Either way, the penultimate installment is on course to score the top opening of the year in North America
If Katniss Everdeen aims her arrow just right, The Hunger Games could become the first film franchise in Hollywood history to have three installments open to $150 million or more in North America, not accounting for inflation.
Based on prerelease tracking, most box-office observers believe The Hunger Games: Mockingjay — Part 1 will open to at least $150 million this weekend, although Lionsgate is being more cautious, suggesting a range of $130 million-$150 million.

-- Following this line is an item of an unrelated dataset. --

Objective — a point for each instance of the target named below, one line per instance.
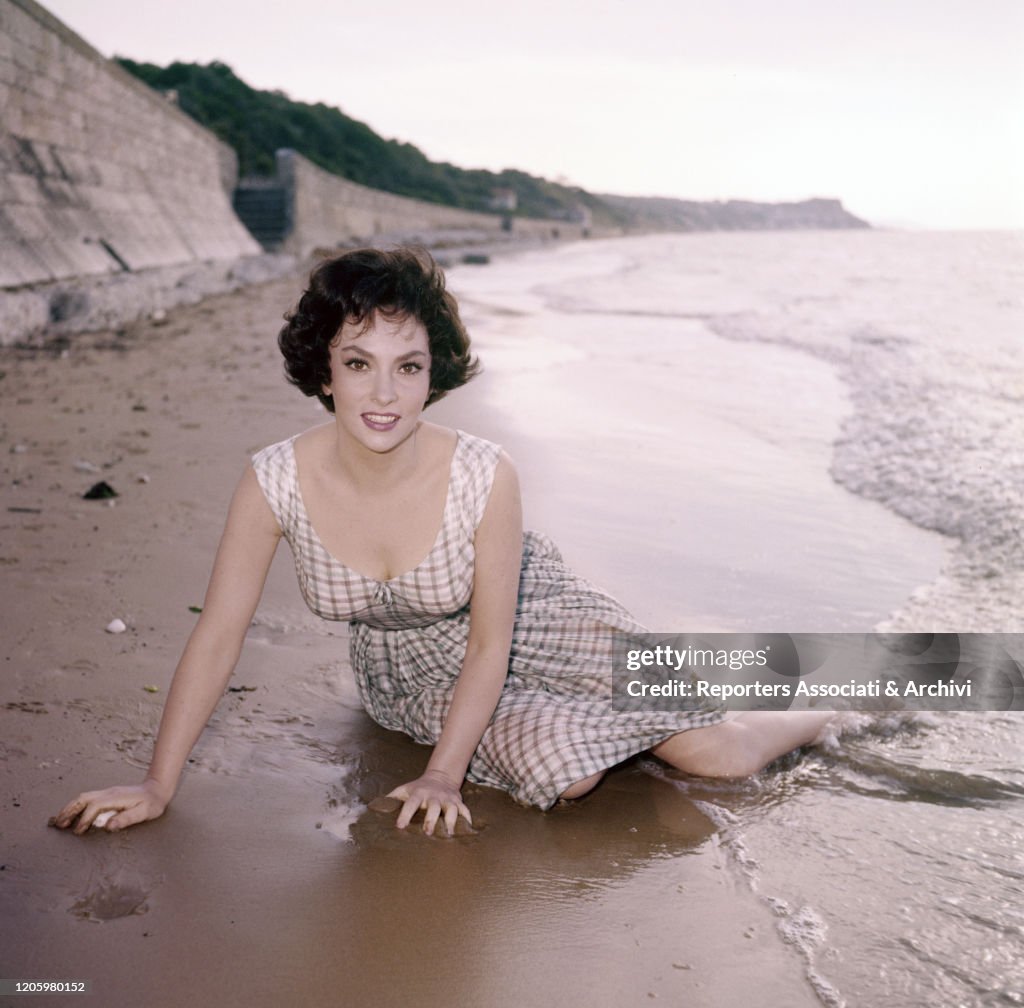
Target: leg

Without a doubt, Mockingjay will score the top opening of the year so far in a much-needed boost for the domestic box office as the year-end holidays get underway, easily eclipsing the $100 million debut of Transformers: Age of Extinction this summer. Moreover, it will be the biggest three-day opening since The Hunger Games: Catching Fire launched to $158.1 million the same weekend a year ago.
The first installment, The Hunger Games, debuted to $152.5 million in March 2013, catapulting Jennifer Lawrence to stardom and shattering records.

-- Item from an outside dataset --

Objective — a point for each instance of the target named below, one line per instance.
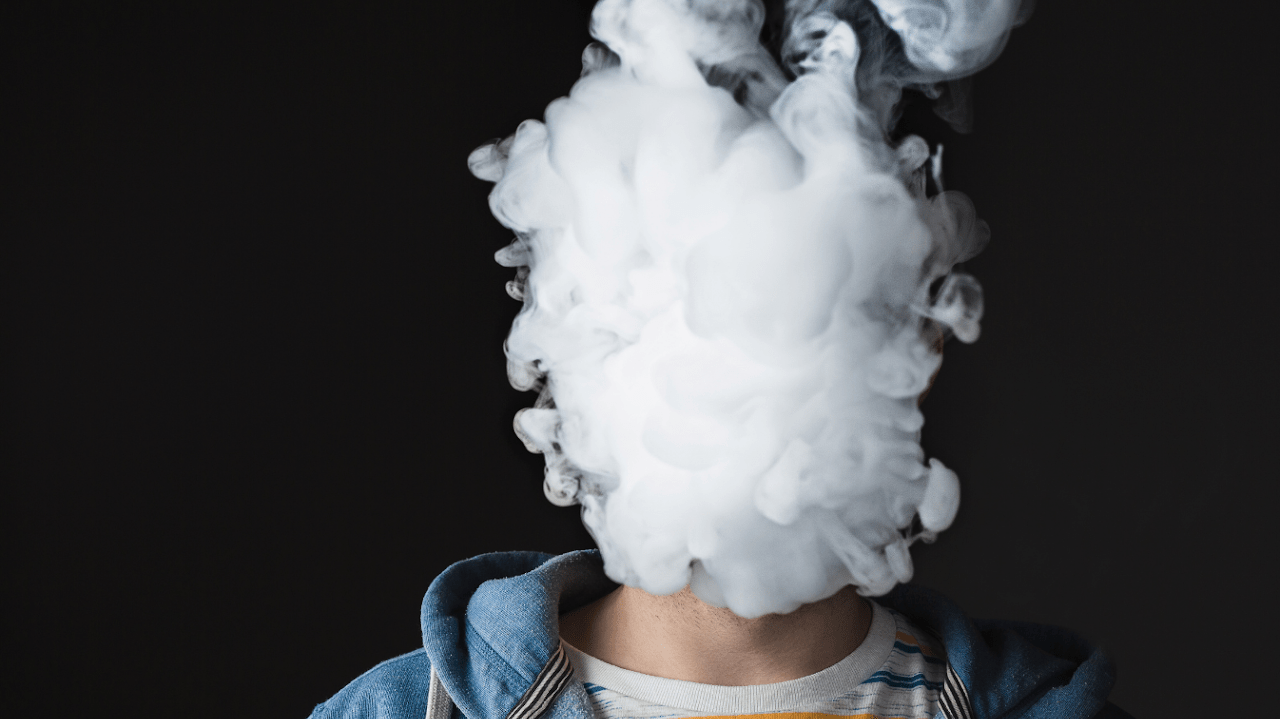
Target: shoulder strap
(955, 696)
(551, 681)
(438, 703)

Catching Fire director Francis Lawrence reprises his duties for Mockingjay, which again stars Lawrence opposite Josh Hutcherson, Liam Hemsworth, Woody Harrelson, Elizabeth Banks, Stanley Tucci, Jena Malone and the late Philip Seymour Hoffman, and introduces Julianne Moore and Natalie Dormer to the series based on Suzanne Collins' blockbuster YA book series.

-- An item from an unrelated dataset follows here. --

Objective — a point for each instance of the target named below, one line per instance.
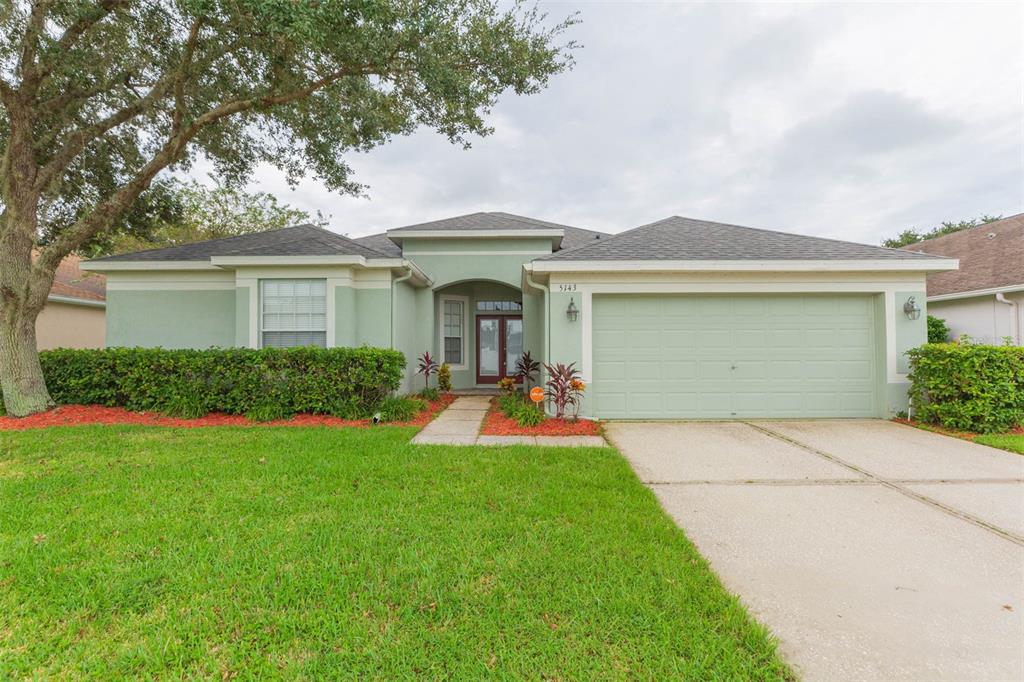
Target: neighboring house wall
(984, 318)
(71, 326)
(572, 341)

Lionsgate decided to split Collins' final book into two films. Director Lawrence shot them back-to-back at a reported cost of $250 million. Mockingjay — Part 2 is set to open Nov. 20, 2015.
The franchise is also a huge performer overseas. Catching Fire took in $864.6 million worldwide last year, including $439.9 million internationally and $424.7 million in North America. Mockingjay — Part 1 opens in most major foreign markets this weekend, although it won't be released in China until next year.
If Lionsgate is being cautious in terms of the threequel's North American opening, it's because the movie won't have the benefit of playing in Imax, as did the first two films, since Imax is still carrying Christopher Nolan's Interstellar.
Interstellar and Big Hero 6, opening earlier this month, have enjoyed strong holds thus far, but Mockingjay is sure to dampen returns for a number of titles, which explains why it is the only new release this weekend.